Mechanical Design & Integration
Planetary Rover Science Payload — Precision Gantry & ISRU Instrument Integration (Unimelb Rover Team)
Co-developed the science-payload motion and integration hardware for a planetary-analogue rover: a precision gantry providing stable linear translation and repeatable positioning for a spectrometer, focused imaging module, and regolith-preparation brush and drill. Engineered through the late-design and manufacturing stages of the 2025–26 development cycle, under strict mass, volume, and competition-rule constraints — where positioning repeatability and vibration isolation directly bound measurement quality for in-situ resource analysis.
Onshape (collaborative parametric CAD, part-based modelling) · SOLIDWORKS · first-order FEA validation · FDM additive-manufacturing iteration pipeline · workshop manufacturing workflows (Telstra Creator Space)

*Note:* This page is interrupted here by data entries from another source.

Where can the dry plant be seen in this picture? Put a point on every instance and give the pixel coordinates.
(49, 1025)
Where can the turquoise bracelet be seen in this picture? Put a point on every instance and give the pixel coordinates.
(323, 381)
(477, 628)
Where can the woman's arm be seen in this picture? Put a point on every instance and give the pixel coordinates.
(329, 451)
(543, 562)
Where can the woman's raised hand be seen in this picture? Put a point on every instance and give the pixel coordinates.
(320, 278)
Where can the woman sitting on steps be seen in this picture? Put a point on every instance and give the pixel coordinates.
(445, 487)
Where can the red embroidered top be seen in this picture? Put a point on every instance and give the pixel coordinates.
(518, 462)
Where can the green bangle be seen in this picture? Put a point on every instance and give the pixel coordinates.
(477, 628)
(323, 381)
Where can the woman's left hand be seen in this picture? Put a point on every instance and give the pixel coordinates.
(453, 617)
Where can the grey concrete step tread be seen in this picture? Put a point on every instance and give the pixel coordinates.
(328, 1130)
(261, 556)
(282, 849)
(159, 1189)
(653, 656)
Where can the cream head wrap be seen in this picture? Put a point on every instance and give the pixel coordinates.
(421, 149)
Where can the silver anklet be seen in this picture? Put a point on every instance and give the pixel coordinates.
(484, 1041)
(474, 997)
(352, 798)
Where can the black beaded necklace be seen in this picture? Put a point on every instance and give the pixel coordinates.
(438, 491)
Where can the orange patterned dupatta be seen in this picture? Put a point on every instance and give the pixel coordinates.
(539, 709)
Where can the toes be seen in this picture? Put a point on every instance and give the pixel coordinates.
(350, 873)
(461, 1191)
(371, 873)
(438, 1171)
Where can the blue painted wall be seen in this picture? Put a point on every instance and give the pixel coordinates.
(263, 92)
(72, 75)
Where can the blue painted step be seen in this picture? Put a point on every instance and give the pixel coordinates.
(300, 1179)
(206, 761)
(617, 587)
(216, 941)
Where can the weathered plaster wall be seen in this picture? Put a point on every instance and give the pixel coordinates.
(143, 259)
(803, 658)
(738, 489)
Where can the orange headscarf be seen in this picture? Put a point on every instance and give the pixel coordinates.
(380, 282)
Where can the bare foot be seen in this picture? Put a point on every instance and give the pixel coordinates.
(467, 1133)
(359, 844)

Mechanical Design & Integration Skills
- Precision linear-motion design under coupled constraints — stable translation and repeatable instrument alignment traded against a hard mass and packaging envelope.
- Stiffness-to-weight-driven structural design of framing and gantry members, validated with first-order FEA rather than section-guessing.
- Tolerance control across mating interfaces so that as-manufactured assemblies preserve the alignment repeatability the instruments require.
- Mounting-interface design for vibration-sensitive instrumentation, managing transmitted vibration for measurement reliability.
- Subsystem integration within a shared rover architecture — packaging the gantry, drilling, and water-extraction processing units against interfaces owned by other subteams.
- Design-for-manufacture iteration: rapid FDM print-test-revise loops enabling frequent design turns through the manufacturing stage.
Subsystem Contributions
Precision Gantry
Linear-translation stage carrying the spectrometer, focused imaging module, and regolith-preparation tooling — designed for repeatable re-positioning between sample-preparation and measurement operations, where alignment error and structural compliance appear directly as measurement degradation.
Structural Framing & Instrument Mounts
Load-bearing framing and mounting interfaces for sensitive instrumentation, balancing stiffness-to-weight efficiency against the payload mass budget and rover packaging envelope.
ISRU Processing Integration
Integration of drilling and water-extraction processing enclosures into the rover architecture for in-situ resource analysis — interface definition, packaging, and access for sample flow between preparation and analysis stages.